理子先輩が音頭を取ることになり、通訳は私が引き受けた。
営業からも人が来て、動画を取る体制。
「一口ずつ、食べて感想を言って貰います。一口の対価が感想です。良いですね?」
「人族が、何故我らを助けようとする? 同情か?」
「いいえ? 私達は料理人なのですが、上司の舌が肥えすぎてて食事を食べてもらえなくて困っているの。明日、上司が食事を拒否したら大変な事になるのよ。

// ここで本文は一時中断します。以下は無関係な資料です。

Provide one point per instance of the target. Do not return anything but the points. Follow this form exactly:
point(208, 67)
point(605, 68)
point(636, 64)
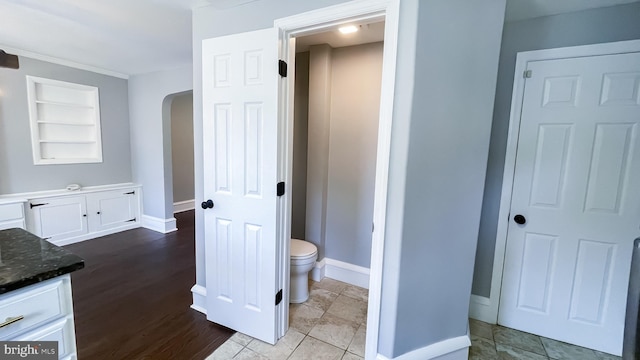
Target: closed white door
point(240, 92)
point(577, 187)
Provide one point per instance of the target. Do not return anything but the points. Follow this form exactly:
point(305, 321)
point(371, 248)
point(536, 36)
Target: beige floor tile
point(358, 343)
point(605, 356)
point(518, 339)
point(313, 349)
point(282, 349)
point(350, 356)
point(481, 329)
point(482, 349)
point(241, 338)
point(248, 354)
point(563, 351)
point(303, 317)
point(356, 292)
point(335, 331)
point(330, 284)
point(506, 352)
point(321, 298)
point(350, 309)
point(226, 351)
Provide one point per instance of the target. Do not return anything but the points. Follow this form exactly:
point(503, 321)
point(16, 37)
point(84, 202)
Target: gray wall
point(429, 255)
point(319, 120)
point(182, 147)
point(456, 63)
point(150, 98)
point(580, 28)
point(300, 128)
point(343, 98)
point(17, 172)
point(353, 139)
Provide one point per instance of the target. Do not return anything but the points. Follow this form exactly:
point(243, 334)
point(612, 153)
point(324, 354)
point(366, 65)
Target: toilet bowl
point(303, 258)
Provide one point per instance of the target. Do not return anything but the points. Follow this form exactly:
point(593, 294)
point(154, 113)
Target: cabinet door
point(110, 209)
point(58, 218)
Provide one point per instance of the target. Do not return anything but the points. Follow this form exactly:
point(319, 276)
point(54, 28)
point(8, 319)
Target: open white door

だから、協力してほしいの」
「上司?」
私は宝物を掲げるように、リップちゃんを掲げた。
「はぁ!?」
「犬の味覚を持ち、人語を喋れるあなた達にしか頼れない! どうかお願い!」
「この、この、うおおおおおおおおおおおおお!!! 王侯貴族がぁぁぁぁ!!!」
「落ち着け、ガウル! じ、事情は分かった。お前ら、王侯貴族のペットの世話係か? ペットに料理人がついているのか? 人間の世界も大変なのだな……。分かった。協力してやろうではないか」
色々誤解はあったようだが、とにかく試食会は始まった。
一口ずつでも、試食品は大量にある。お腹いっぱい食べられるはずだ。
先輩達は、もちろん体調なども考慮し、感想を聞きながら一口ずつご馳走していった。動画なども撮らせてもらった所、搾取と判定されたので、慌てて大量のペットフードの試供品をプレゼントしたのだった。加減が難しいのである。
そして、翌日の夕方。
そこには、ガツガツとドックフードを食らうリップちゃん様が!!
「おお! リップちゃんがこんなに食いつくとは!! 1から五班で一つしか出してこなかった時はびっくりしたが、これを商品化しよう!」
「やったー!」
「やりましたね!」
「やってやりましたよ!」
1ヶ月後。
コボルトご飯シリーズの発売と共に、動画が公開された。